With French Onion Soup on my mind, I thought a fun deviled egg would be a riff on this soup. Obviously it is not going to be hot, but I brought in the key elements to just give that hint of French Onion Soup. They are not only stunning to look at, but the richness of the caramelized shallots with a touch of bourbon and the cheesy crouton on top just brings the whole experience together. This would be perfect with your favorite French Champagne for a decadent culinary experience on a Friday Night. I bet you can guess what we are having this week for Friday Night Bites. Smile.

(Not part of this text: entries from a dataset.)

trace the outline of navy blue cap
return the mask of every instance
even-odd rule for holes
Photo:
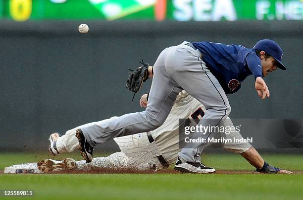
[[[273,40],[261,40],[256,43],[253,47],[256,50],[264,51],[265,53],[272,56],[278,62],[277,67],[283,70],[286,70],[286,67],[282,63],[282,57],[283,51],[280,46]]]

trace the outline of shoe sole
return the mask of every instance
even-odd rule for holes
[[[212,172],[206,172],[206,171],[201,172],[193,172],[192,171],[190,171],[188,170],[187,169],[184,168],[183,167],[175,167],[174,168],[174,170],[175,170],[175,171],[176,171],[179,172],[191,173],[191,174],[209,174],[209,173],[212,173],[216,172],[215,170],[214,170],[213,171],[212,171]]]
[[[70,170],[75,168],[76,162],[72,158],[66,158],[63,162],[55,163],[53,160],[47,159],[41,160],[38,164],[38,169],[42,172],[48,173],[53,171],[55,169]]]
[[[80,135],[80,133],[77,130],[76,131],[76,136],[78,138],[79,140],[79,150],[81,152],[81,155],[83,157],[84,160],[86,160],[87,162],[91,162],[92,160],[93,160],[93,157],[92,156],[89,156],[86,150],[85,150],[85,147],[84,147],[84,144],[85,144],[85,141],[83,141],[81,136]]]

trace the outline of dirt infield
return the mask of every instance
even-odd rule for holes
[[[218,170],[215,172],[207,174],[252,174],[252,171],[229,171],[229,170]],[[293,171],[294,174],[303,174],[303,171]],[[138,171],[132,170],[89,170],[89,171],[78,171],[78,170],[68,170],[66,171],[52,172],[46,174],[182,174],[181,172],[177,172],[173,169],[168,169],[162,171],[157,171],[155,172],[152,171]],[[4,170],[0,170],[0,174],[4,174]]]

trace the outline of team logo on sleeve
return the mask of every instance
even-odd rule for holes
[[[233,92],[236,88],[240,86],[241,83],[238,80],[231,79],[228,83],[228,87],[230,89],[231,91]]]

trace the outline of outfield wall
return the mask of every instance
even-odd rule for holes
[[[82,23],[89,25],[89,33],[78,32]],[[132,102],[124,87],[127,69],[141,59],[153,64],[162,50],[185,40],[247,47],[263,38],[276,40],[288,70],[266,77],[271,96],[265,101],[248,77],[229,97],[230,117],[303,118],[302,21],[1,21],[0,27],[0,148],[4,151],[45,149],[52,132],[142,111],[138,101],[151,81]],[[251,135],[257,137],[257,132]],[[112,141],[102,147],[116,149]]]

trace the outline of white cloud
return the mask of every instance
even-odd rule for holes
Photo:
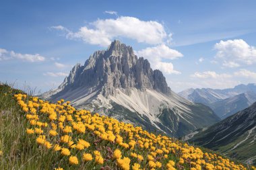
[[[68,39],[82,40],[91,44],[108,46],[118,37],[127,38],[138,42],[159,44],[168,41],[170,36],[162,24],[155,21],[142,21],[133,17],[119,17],[117,19],[98,19],[73,32],[62,26],[51,28],[63,31]]]
[[[200,57],[200,58],[198,60],[199,62],[202,62],[204,60],[204,58],[203,57]]]
[[[104,13],[111,14],[111,15],[117,15],[117,12],[114,11],[105,11]]]
[[[221,40],[216,43],[216,58],[220,59],[226,67],[238,67],[243,65],[250,65],[256,62],[256,49],[243,40]]]
[[[59,62],[55,62],[54,64],[58,68],[63,68],[63,67],[65,67],[65,65],[59,63]]]
[[[241,69],[234,73],[235,76],[256,79],[256,73],[246,69]]]
[[[218,74],[215,71],[204,71],[202,73],[195,72],[191,75],[191,77],[199,79],[220,79],[220,78],[230,78],[232,77],[229,74]]]
[[[28,62],[44,61],[45,58],[38,54],[20,54],[13,51],[8,51],[5,49],[0,48],[0,60],[7,60],[11,59],[19,59]]]
[[[171,49],[164,44],[148,47],[136,51],[135,54],[148,59],[154,69],[159,69],[166,74],[181,73],[174,70],[172,63],[163,60],[176,59],[182,57],[183,55],[179,51]]]
[[[47,72],[43,74],[46,76],[51,76],[51,77],[60,77],[60,76],[67,76],[69,74],[62,72],[58,73],[53,73],[53,72]]]

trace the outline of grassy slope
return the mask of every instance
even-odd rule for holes
[[[0,85],[0,169],[53,169],[61,164],[61,159],[46,149],[38,149],[35,138],[26,134],[28,121],[13,97],[20,93]]]
[[[13,97],[20,93],[0,85],[0,169],[53,169],[59,158],[38,149],[26,132],[28,121]]]

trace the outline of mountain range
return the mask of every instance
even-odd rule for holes
[[[256,102],[208,128],[183,138],[246,163],[256,165]]]
[[[160,71],[118,40],[74,66],[58,88],[42,97],[69,100],[76,108],[175,137],[220,121],[208,106],[172,91]]]
[[[203,103],[224,119],[256,101],[256,85],[239,85],[226,89],[189,89],[179,95],[193,102]]]

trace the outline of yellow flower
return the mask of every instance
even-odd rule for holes
[[[52,147],[52,144],[48,142],[48,141],[46,141],[44,143],[45,147],[46,147],[46,148],[49,149]]]
[[[40,128],[35,128],[34,129],[34,132],[36,134],[42,134],[44,132],[44,130],[42,130],[42,129]]]
[[[69,161],[70,165],[78,165],[78,159],[75,156],[71,156]]]
[[[66,134],[65,136],[61,136],[61,141],[63,143],[68,143],[71,139],[72,138],[71,136]]]
[[[132,166],[132,169],[133,170],[140,170],[140,165],[139,163],[134,163],[133,165]]]
[[[55,168],[55,170],[64,170],[62,167]]]
[[[79,139],[78,143],[83,144],[85,148],[88,148],[90,146],[89,142],[88,142],[86,140],[84,140],[82,139]]]
[[[122,157],[122,153],[120,151],[120,150],[118,148],[115,150],[113,157],[115,159],[119,159],[119,158],[121,158],[121,157]]]
[[[61,149],[61,146],[59,146],[58,144],[56,144],[54,147],[53,147],[53,150],[55,151],[60,151]]]
[[[150,161],[148,162],[148,165],[150,165],[150,168],[153,168],[153,167],[156,167],[156,164],[154,161]]]
[[[84,153],[83,155],[83,160],[84,161],[90,161],[92,160],[92,156],[90,153]]]
[[[45,141],[45,136],[39,136],[36,140],[38,144],[43,144]]]
[[[77,144],[75,146],[75,148],[77,150],[83,150],[84,148],[84,146],[81,143],[77,143]]]
[[[70,155],[70,151],[68,148],[61,148],[61,154],[65,156],[69,156]]]
[[[27,134],[34,134],[34,130],[33,129],[28,129],[27,128]]]
[[[139,161],[142,161],[144,160],[144,158],[141,155],[137,155],[137,159],[139,160]]]
[[[49,131],[49,134],[50,134],[50,136],[55,136],[56,135],[58,134],[58,133],[57,133],[57,132],[56,132],[55,130],[51,130]]]
[[[131,160],[128,157],[124,157],[123,159],[118,159],[117,165],[123,170],[130,169],[130,162]]]
[[[95,161],[98,164],[103,164],[103,163],[104,163],[104,159],[101,156],[96,156],[95,157]]]

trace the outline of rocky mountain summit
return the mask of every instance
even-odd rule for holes
[[[57,89],[42,96],[174,136],[219,120],[210,108],[172,91],[160,71],[118,40],[76,65]]]

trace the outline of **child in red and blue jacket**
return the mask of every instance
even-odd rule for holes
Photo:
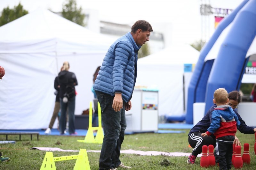
[[[220,170],[231,168],[233,142],[237,128],[240,125],[238,117],[229,105],[228,93],[223,88],[214,92],[213,103],[217,107],[212,112],[212,122],[207,131],[202,133],[204,137],[213,134],[216,137],[214,155]]]

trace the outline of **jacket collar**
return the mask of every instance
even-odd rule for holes
[[[137,44],[136,44],[135,41],[134,41],[134,39],[133,39],[133,37],[132,37],[132,34],[130,32],[128,33],[125,34],[125,36],[128,38],[131,42],[132,42],[132,46],[133,46],[134,51],[139,51],[139,50],[140,49],[140,48],[141,46],[138,46]]]

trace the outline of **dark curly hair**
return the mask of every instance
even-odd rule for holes
[[[229,92],[228,93],[228,98],[230,100],[236,101],[238,103],[241,101],[241,95],[240,94],[240,92],[236,90]]]

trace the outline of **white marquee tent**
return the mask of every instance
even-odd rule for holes
[[[113,40],[39,9],[0,27],[0,129],[48,127],[54,78],[63,62],[76,74],[76,115],[94,98],[92,75]]]
[[[138,60],[136,85],[158,90],[159,115],[184,114],[183,75],[185,93],[192,75],[184,72],[184,64],[196,63],[199,55],[190,45],[178,44]]]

French Onion Soup Deviled Eggs
¼ Cup + 1 Tablespoon Mayonnaise
¼ teaspoon Salt
1 teaspoon Yellow Mustard
3 Large Shallots
2 Tablespoon Butter
½ teaspoon Sugar
1 teaspoon Bourbon
12 Half inch cubes French bread
12 Half inch squares of Gruyere Cheese
Use a large sauce pan and fill with cold water about 4 inches. Add a teaspoon of salt to the water and the 8 eggs. Note: Best to use eggs that are about 5 to 6 days old versus fresh. Heat on high until it begins to boil. Leave for 1 to 2 minutes then turn off the heat and cover with a lid. Let stand for 15 minutes. Remove the eggs and place into cold water for 3 to 4 minutes. One at a time, lightly tap the egg against a hard surface and hold egg under running water to make it easy to peel. Repeat the process until all eggs are peeled.

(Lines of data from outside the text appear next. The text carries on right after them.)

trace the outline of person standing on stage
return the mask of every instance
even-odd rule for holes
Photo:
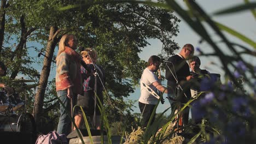
[[[77,38],[74,35],[62,36],[59,44],[56,58],[56,89],[57,95],[63,103],[60,105],[60,116],[57,132],[67,135],[71,131],[71,119],[65,111],[69,110],[72,116],[72,106],[77,94],[81,94],[82,82],[80,73],[81,58],[74,50],[77,49]]]
[[[152,56],[148,59],[147,67],[143,70],[141,76],[141,97],[138,100],[138,105],[144,119],[144,127],[148,125],[150,116],[153,113],[154,108],[158,102],[158,99],[154,96],[154,93],[158,94],[158,91],[168,93],[166,87],[159,83],[158,77],[154,73],[159,69],[160,64],[160,58],[157,56]],[[154,122],[155,116],[155,112],[150,125]]]
[[[78,97],[77,103],[83,107],[86,115],[90,116],[95,128],[99,130],[101,127],[101,115],[98,107],[98,105],[100,105],[100,104],[97,97],[95,95],[95,91],[96,91],[97,96],[103,105],[103,91],[106,79],[105,72],[102,67],[96,64],[97,53],[95,50],[88,48],[85,51],[82,51],[81,54],[83,60],[87,64],[91,71],[88,71],[84,67],[81,67],[84,95],[82,96],[83,97]],[[96,85],[97,88],[96,89],[95,81],[97,81]],[[96,103],[95,103],[95,99],[97,99]],[[95,116],[96,117],[94,117]],[[84,122],[83,113],[80,109],[77,111],[74,118],[75,124],[78,128],[79,128],[82,123]],[[73,130],[75,129],[75,128],[74,128]]]
[[[206,111],[200,107],[201,105],[199,99],[203,97],[205,95],[205,93],[201,94],[199,98],[197,97],[200,92],[200,87],[202,80],[206,77],[206,75],[208,75],[210,73],[205,69],[201,69],[200,68],[201,61],[198,57],[194,56],[190,58],[188,61],[191,69],[191,75],[193,75],[194,77],[191,80],[191,95],[192,98],[196,98],[191,104],[192,105],[192,107],[191,108],[191,119],[194,123],[201,124],[202,118],[206,115]],[[200,76],[200,78],[199,77],[199,76]]]
[[[194,48],[193,45],[190,44],[187,44],[184,45],[179,53],[171,56],[168,59],[170,63],[168,63],[165,70],[165,77],[167,80],[167,89],[172,92],[174,94],[177,95],[177,100],[182,104],[187,103],[191,98],[190,88],[186,87],[185,82],[190,80],[192,78],[189,70],[189,66],[186,62],[186,59],[189,58],[194,54]],[[177,83],[178,83],[184,91],[182,91]],[[173,98],[173,95],[168,95],[168,97]],[[170,102],[172,111],[175,111],[173,101],[169,100]],[[181,106],[182,107],[182,106]],[[177,109],[177,107],[176,107]],[[182,113],[183,122],[184,125],[188,123],[189,114],[189,107],[187,107]]]

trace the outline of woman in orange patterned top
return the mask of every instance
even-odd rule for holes
[[[73,101],[76,101],[77,94],[82,93],[80,67],[81,59],[77,49],[76,37],[65,34],[60,41],[56,58],[56,89],[57,95],[67,110],[72,110]],[[73,99],[73,100],[71,100]],[[71,130],[71,120],[65,107],[60,105],[60,116],[57,132],[67,135]]]

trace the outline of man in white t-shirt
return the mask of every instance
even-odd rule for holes
[[[154,93],[152,91],[154,91],[156,94],[158,93],[158,90],[165,93],[168,92],[167,89],[159,83],[157,76],[154,74],[159,69],[160,64],[160,58],[157,56],[152,56],[148,59],[147,67],[144,70],[141,76],[141,97],[138,101],[139,110],[144,120],[144,127],[148,125],[150,116],[153,113],[154,108],[158,102],[158,99],[154,95]],[[155,119],[155,111],[153,115],[150,125]]]

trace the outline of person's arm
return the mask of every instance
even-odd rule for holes
[[[158,81],[155,81],[152,83],[152,85],[158,89],[158,91],[160,91],[161,92],[164,92],[165,93],[168,93],[168,91],[166,87],[162,86]]]

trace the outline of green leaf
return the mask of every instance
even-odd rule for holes
[[[214,13],[214,15],[228,14],[256,8],[256,3],[242,4]]]
[[[221,29],[224,30],[229,34],[239,38],[241,40],[253,46],[254,49],[256,49],[256,43],[253,41],[252,40],[218,22],[215,22],[215,23]]]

With a sharp knife, cut each egg in half lengthwise. Carefully remove each yolk and add to a bowl. Break up the yolks with a fork and add the mayonnaise, ¼ teaspoon salt and yellow mustard. Stir until creamy and smooth. Add to a piping bag and pipe into the center of each egg. If you don’t have a piping bag, you can spoon into each egg. Set in the refrigerator until ready to top with the French Onion mixture.

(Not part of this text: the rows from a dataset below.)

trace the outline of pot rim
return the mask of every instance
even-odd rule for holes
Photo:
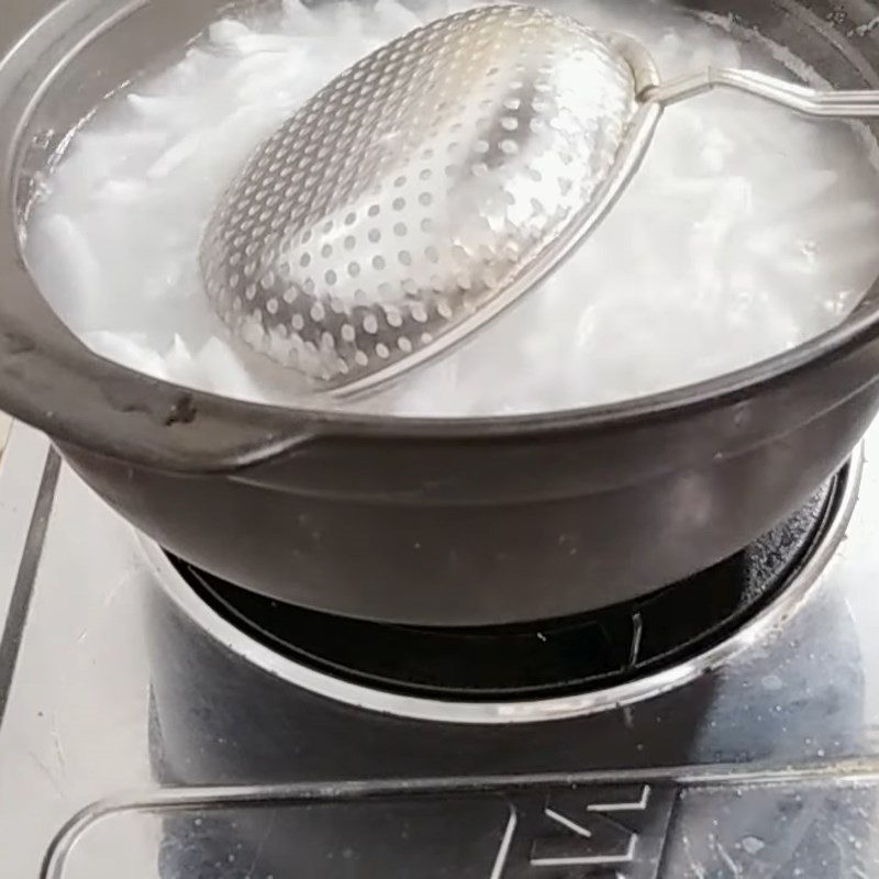
[[[120,19],[142,9],[144,4],[145,0],[135,0],[123,9],[116,8],[114,14],[104,15],[98,26],[92,26],[88,42]],[[58,19],[63,24],[71,10],[80,5],[84,3],[74,0],[56,7],[13,43],[5,56],[0,58],[0,97],[3,97],[4,79],[11,76],[14,80],[16,75],[19,80],[25,78],[23,70],[29,64],[20,55],[26,55],[29,49],[33,53],[33,45],[40,46],[46,41],[45,32],[57,31]],[[81,12],[79,18],[82,18]],[[879,336],[878,278],[852,314],[836,326],[793,348],[713,378],[608,404],[537,413],[454,418],[368,414],[341,408],[277,405],[236,400],[152,378],[92,352],[58,319],[55,319],[56,326],[51,332],[37,333],[37,330],[42,331],[44,327],[37,327],[33,315],[29,315],[27,309],[20,304],[29,298],[41,300],[44,310],[41,320],[45,319],[45,312],[49,310],[21,253],[22,235],[16,225],[14,205],[21,168],[15,157],[21,158],[23,132],[46,89],[64,69],[66,62],[82,48],[85,42],[80,38],[73,47],[68,43],[60,60],[49,65],[47,75],[41,79],[37,88],[30,87],[21,114],[13,119],[14,124],[5,126],[5,134],[2,133],[4,126],[0,125],[0,158],[4,154],[9,158],[3,178],[0,179],[0,279],[7,288],[3,301],[0,302],[0,404],[11,414],[31,422],[63,442],[116,459],[131,459],[168,469],[215,470],[249,466],[289,450],[303,439],[323,435],[351,439],[450,442],[602,432],[632,424],[647,425],[679,420],[709,409],[735,404],[758,391],[769,390],[804,372],[820,369]],[[20,81],[12,81],[10,85],[12,91],[21,87]],[[0,118],[2,103],[0,101]],[[15,112],[14,105],[12,112]],[[29,344],[21,344],[22,336]],[[35,342],[37,338],[38,345]],[[70,370],[85,382],[112,386],[113,400],[108,400],[104,393],[93,402],[102,403],[108,411],[114,410],[114,416],[120,416],[122,421],[131,415],[132,429],[120,431],[111,425],[108,430],[101,430],[101,426],[107,425],[91,423],[89,418],[93,422],[99,410],[86,407],[86,415],[89,418],[84,415],[79,398],[64,380]],[[60,377],[60,387],[46,380],[55,377]],[[78,390],[84,392],[86,388],[87,385],[81,385]],[[120,405],[119,400],[136,402]],[[185,416],[178,418],[174,412],[181,405]],[[168,415],[169,410],[171,415]],[[159,430],[153,431],[152,436],[135,439],[138,422],[134,416],[138,413],[143,415],[145,411],[148,420],[156,422],[154,426]],[[199,431],[198,425],[203,426],[203,419],[196,415],[189,418],[190,412],[210,413],[209,426],[213,431],[219,426],[231,430],[236,425],[235,436],[226,443],[211,443],[202,437],[204,442],[185,442],[182,446],[186,448],[177,449],[185,434],[191,436]],[[249,433],[244,430],[242,422],[252,426]],[[140,427],[143,426],[141,419]],[[200,432],[203,434],[204,430]],[[170,438],[159,442],[159,434]],[[181,454],[175,454],[177,450]]]

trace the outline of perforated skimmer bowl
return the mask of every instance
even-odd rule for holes
[[[370,389],[533,289],[631,179],[664,105],[719,85],[814,115],[879,112],[879,92],[745,70],[660,86],[631,38],[527,7],[419,27],[256,149],[203,238],[208,296],[320,388]]]
[[[210,298],[235,334],[326,388],[411,368],[582,233],[578,212],[594,213],[648,81],[636,79],[588,29],[521,7],[390,43],[226,191],[201,255]]]

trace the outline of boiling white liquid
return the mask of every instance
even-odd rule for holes
[[[622,5],[552,8],[638,37],[664,77],[709,64],[778,71],[759,47],[683,12]],[[448,11],[441,0],[418,14],[394,0],[321,12],[285,0],[280,12],[214,24],[71,138],[26,242],[44,294],[89,346],[135,369],[314,404],[294,372],[229,341],[201,288],[201,230],[249,152],[299,104]],[[620,203],[542,289],[356,408],[539,412],[727,372],[837,323],[879,274],[877,242],[879,183],[848,126],[744,96],[691,100],[666,112]]]

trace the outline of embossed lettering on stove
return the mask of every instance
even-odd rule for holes
[[[512,798],[489,879],[658,879],[674,799],[650,785]]]

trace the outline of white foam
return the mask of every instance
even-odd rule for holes
[[[779,69],[781,55],[757,41],[657,3],[553,8],[641,38],[666,77],[743,60]],[[201,230],[262,137],[358,57],[450,9],[379,0],[314,12],[283,0],[215,22],[177,65],[98,108],[29,231],[29,263],[62,318],[94,351],[159,378],[313,404],[296,375],[226,338],[201,290]],[[688,101],[667,111],[620,203],[539,291],[357,408],[537,412],[730,371],[845,316],[879,274],[878,235],[879,185],[848,126],[744,96]]]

Remove the outer layer of each shallot and slice each one into thin rings. In a skillet, add the butter and let melt over medium heat. Add the sliced shallots, sugar and a bit of salt and pepper to taste. Let cook for about 7 to 12 minutes over medium heat until they are caramelized. Add the bourbon and let cook for another minute or two until the alcohol burns off. Set aside to cool.
Turn the broiler on high and toast the bread cubes until light golden brown. Next top each one with a bit of the Gruyere and let sit under the broiler until melted. Remove and let cool.
Top each deviled egg with a bit of the caramelized shallots and then top with the cheesy crouton.